Pichetto, a la cabeza de la movida contra los que delinquen

Si hoy existiera una norma semejante, podrían hacerse carne los deseos del ministro del Interior, Rogelio Frigerio, de deportar "lo antes posible" a los cuatro extranjeros detenidos por los referidos desmanes en el parlamento argento.

El proyecto busca dar más instrumentos, tanto a la autoridad migratoria como a la Justicia, a efectos de impedir el ingreso de extranjeros con antecedentes penales y, al mismo tiempo, agilizar su expulsión en caso de que cometan delitos graves o flagrantes.

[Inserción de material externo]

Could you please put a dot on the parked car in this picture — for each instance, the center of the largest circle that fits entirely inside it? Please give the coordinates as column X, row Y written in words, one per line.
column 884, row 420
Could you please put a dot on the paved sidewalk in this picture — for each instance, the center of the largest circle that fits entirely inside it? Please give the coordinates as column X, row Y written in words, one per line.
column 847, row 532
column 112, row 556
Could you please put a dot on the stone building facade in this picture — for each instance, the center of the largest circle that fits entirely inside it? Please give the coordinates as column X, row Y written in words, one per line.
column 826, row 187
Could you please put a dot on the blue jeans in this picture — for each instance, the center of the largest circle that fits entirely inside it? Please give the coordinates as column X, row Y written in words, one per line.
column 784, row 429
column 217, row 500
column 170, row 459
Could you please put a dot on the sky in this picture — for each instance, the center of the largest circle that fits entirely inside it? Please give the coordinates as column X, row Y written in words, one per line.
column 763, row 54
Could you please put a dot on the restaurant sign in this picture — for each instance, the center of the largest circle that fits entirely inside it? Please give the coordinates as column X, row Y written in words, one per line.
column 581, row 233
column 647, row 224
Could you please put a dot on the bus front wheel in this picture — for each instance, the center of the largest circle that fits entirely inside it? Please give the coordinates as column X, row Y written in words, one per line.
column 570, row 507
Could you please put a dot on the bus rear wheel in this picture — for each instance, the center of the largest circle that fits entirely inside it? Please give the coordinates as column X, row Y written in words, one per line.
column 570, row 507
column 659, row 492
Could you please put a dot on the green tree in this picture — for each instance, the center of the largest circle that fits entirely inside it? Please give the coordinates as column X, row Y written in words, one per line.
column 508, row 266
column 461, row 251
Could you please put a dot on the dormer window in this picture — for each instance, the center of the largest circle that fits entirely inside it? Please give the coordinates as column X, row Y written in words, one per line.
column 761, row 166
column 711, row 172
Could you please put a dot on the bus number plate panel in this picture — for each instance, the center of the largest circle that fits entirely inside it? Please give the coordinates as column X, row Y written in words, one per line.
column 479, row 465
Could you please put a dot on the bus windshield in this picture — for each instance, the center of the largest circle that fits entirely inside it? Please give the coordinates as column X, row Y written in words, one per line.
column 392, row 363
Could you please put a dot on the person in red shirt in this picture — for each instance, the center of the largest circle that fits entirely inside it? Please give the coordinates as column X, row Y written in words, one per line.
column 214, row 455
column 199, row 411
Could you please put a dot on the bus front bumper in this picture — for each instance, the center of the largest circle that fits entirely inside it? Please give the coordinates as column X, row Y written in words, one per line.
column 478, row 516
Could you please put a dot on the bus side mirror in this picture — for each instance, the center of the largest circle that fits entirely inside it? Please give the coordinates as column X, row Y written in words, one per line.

Por su parte, el diputado y referente del interbloque de Cambiemos en materia de seguridad y migraciones, Luis Petri, presentó en su momento un documento similar que buscaba modificar el artículo 64 de la ley 25.871 (ver al pie) y se enfocaba en los "actos administrativos de expulsión firmes y consentidos dictados respecto de extranjeros que se encuentren en situación irregular".

"Es un proyecto que lo presenté en junio de 2017, ahora queremos que se trate pero en el marco de la discusión del Código Penal", dijo el legislador al Post.

Y añadió: "No puede ser que tarden hasta 7 años los procesos de expulsión de extranjeros que han cometido delitos en el país".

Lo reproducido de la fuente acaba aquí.